Let's demonstrate those methods with the following example:
$$ |x-1| \le |x+3| $$
1) Cases
We basically use the definition of the absolute value here.
$$ |x+3|=\left\{ \begin{align} x+3 & \text{ , if }x\geq -3 \\ -(x+3) & \text{ , if }x <-3 \end{align} \right\} $$
$$ |x-1|=\left\{ \begin{align} x-1 & \text{ , if }x\geq 1 \\ -(x-1) & \text{ , if }x < 1 \end{align} \right\} $$
Now we must distinguish the following cases:
For $x \lt -3$:
$$-(x-1) \le -(x+3) $$ $$ \iff x+3 \le x-1 \iff 1 \le -3 \implies \text{ no solutions for } x \lt -3 $$
For $-3 \le x \lt 1$:
$$-(x-1) \le (x+3) $$ $$ \iff -2 \le 2x \iff x \ge -1 $$
For $x \ge 1$:
$$x-1 \le x+3 $$ $$ \iff -1 \le 3 \implies \text{ all } x \ge 1 \text { are solutions }$$
So putting all cases together yields to the result:
$$x \ge -1 $$
$$\\$$ 2) Squaring
We square each sides which doesn't change the inequality.
$$ |x-1| \le |x+3| \iff (x-1)^2 \le (x+3)^2 $$ $$ \iff x^2 - 2x + 1 \le x^2 +6x +9 \iff -8 \le 8x \iff x \ge -1 $$ $$\\$$ 3) "Less / Greater Than rules"

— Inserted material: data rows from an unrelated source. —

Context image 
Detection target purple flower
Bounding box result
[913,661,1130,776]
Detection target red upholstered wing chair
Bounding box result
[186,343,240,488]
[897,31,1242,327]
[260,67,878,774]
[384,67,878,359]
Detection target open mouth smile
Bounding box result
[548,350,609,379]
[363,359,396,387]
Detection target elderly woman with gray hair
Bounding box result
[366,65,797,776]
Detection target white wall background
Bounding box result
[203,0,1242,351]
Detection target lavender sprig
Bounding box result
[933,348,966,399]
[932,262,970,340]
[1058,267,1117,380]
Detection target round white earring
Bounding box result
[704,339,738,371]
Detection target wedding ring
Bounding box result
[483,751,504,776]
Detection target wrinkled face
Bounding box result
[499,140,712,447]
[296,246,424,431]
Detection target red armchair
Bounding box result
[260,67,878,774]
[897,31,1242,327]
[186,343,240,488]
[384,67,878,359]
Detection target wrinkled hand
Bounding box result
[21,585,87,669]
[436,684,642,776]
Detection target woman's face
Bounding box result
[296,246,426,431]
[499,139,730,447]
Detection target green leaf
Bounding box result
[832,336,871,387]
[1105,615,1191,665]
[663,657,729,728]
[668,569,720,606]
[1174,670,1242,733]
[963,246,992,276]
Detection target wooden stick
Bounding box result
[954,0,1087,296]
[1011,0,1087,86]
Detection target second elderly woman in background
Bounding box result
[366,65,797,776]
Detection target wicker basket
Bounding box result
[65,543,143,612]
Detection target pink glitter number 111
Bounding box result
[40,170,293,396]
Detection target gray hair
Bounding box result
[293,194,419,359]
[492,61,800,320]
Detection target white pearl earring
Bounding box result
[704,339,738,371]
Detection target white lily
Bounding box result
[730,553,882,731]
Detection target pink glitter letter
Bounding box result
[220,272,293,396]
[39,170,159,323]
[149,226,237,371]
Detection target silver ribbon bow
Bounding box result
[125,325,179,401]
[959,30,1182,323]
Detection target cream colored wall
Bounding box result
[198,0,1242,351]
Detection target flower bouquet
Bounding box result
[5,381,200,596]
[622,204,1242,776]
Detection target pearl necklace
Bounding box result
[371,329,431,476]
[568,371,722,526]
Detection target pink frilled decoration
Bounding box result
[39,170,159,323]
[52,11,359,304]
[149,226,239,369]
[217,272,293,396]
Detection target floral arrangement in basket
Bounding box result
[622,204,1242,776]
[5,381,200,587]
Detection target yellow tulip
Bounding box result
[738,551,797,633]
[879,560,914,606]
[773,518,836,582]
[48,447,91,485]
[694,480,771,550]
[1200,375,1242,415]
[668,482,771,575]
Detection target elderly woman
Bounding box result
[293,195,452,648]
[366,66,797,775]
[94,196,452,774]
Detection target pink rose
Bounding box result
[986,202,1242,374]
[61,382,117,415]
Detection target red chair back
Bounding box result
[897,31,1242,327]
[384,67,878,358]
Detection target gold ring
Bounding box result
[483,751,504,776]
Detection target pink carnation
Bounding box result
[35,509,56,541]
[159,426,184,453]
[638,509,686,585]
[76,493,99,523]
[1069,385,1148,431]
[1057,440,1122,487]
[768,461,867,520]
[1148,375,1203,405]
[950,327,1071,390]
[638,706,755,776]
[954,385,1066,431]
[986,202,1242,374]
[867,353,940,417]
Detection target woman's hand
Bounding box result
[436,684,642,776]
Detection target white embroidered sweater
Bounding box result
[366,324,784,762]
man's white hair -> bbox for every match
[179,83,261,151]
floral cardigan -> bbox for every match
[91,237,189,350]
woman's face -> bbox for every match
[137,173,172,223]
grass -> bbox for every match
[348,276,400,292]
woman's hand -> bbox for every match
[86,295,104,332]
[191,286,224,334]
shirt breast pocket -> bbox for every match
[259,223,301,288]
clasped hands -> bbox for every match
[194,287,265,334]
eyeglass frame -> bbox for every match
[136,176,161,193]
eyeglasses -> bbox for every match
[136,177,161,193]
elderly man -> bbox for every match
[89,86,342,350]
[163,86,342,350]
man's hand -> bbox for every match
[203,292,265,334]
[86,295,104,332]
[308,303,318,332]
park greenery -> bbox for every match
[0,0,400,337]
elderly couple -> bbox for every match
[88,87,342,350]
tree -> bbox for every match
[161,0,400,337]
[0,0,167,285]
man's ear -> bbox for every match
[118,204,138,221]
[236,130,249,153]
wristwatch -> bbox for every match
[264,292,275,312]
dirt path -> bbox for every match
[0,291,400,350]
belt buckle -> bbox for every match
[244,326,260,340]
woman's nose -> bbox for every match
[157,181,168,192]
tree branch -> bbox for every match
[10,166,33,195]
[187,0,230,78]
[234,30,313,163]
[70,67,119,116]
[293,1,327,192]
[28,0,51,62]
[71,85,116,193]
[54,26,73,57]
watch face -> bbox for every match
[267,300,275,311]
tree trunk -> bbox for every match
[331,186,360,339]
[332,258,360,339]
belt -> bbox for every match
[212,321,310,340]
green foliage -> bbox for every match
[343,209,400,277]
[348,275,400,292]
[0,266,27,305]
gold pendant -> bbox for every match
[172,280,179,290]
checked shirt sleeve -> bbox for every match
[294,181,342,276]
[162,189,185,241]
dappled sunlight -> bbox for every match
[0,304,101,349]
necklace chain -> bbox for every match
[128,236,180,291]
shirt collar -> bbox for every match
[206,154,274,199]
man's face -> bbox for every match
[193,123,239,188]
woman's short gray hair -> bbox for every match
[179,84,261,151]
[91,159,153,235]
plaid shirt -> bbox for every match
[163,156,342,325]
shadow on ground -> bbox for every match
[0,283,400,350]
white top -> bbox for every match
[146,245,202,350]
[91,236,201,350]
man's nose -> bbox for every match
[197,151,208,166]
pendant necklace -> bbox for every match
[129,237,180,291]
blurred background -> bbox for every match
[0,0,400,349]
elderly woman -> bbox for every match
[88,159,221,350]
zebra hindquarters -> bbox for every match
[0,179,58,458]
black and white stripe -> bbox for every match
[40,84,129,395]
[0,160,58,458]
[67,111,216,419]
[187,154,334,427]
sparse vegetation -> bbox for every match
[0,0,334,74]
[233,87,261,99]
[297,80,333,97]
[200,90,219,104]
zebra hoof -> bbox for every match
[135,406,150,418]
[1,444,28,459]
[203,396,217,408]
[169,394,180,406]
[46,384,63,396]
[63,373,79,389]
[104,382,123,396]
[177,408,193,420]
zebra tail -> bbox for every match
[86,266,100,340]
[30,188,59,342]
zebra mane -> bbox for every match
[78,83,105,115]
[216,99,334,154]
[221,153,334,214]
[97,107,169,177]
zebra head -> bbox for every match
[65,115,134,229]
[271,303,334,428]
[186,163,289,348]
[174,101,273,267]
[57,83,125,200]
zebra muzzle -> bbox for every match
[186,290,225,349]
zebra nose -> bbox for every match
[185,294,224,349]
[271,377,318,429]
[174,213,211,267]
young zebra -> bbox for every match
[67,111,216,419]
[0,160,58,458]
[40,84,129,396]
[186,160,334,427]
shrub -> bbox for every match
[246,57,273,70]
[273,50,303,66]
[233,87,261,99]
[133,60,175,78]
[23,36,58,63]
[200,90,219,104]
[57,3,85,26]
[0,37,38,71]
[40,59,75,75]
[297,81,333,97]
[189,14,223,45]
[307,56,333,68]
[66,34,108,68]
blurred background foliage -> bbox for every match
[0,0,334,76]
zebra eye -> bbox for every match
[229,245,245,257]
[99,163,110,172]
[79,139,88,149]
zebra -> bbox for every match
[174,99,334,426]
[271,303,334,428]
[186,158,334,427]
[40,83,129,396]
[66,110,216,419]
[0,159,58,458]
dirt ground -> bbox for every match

The rules I used here are:
- (i): $|a| \le b \Leftrightarrow -b \le a \le b$ (which can be written also as $-b \le a$ AND $a \le b $)
- (ii): $ b \le |a| \Leftrightarrow b \le a$ OR $a \le -b $
Threat the right absolut value of the original inequality like b and proceed with (i):
$$ x-1 \le |x+3| \text{ AND } -|x+3| \le x-1 \iff -(x-1) \le |x+3|$$
For the first inequality we can use (ii) to get the following results:
$$ x-1 \le x+3 \iff -1 \le 3 \text{ (true statement) }$$ $$ x+3 \le -(x-1) \iff 2x \le -2 \iff x \le -1 $$
Now for the second inequality we use (ii) too:
$$ -(x-1) \le x+3 \iff -2 \le 2x \iff x \ge -1 $$ $$ x+3 \le x-1 \iff 3 \le -1 \text{ (false statement) } $$
As we see from the rules, we now got a (a OR b) AND (c OR d) conjunction, so our result is
$$ \text{ ( } true \text{ OR } x \le -1 \text{ ) AND ( } x \ge -1 \text{ OR } false \text{ ) } $$
Which reduces to:
$$ true \text{ AND } x \ge -1 \text{ and gives again $x \ge -1$ } $$ $$\\$$
While the method with separating the cases should work every time (I guess?) it's sometimes confusing and not the fastest. Squaring can be quick (like here) but only works sometimes, it can often give you a difficult polynomial for which you need a calculator to plot it / get its roots. And for the "Less / Greater Than Rules", I'm still wondering when they can be applied and when not.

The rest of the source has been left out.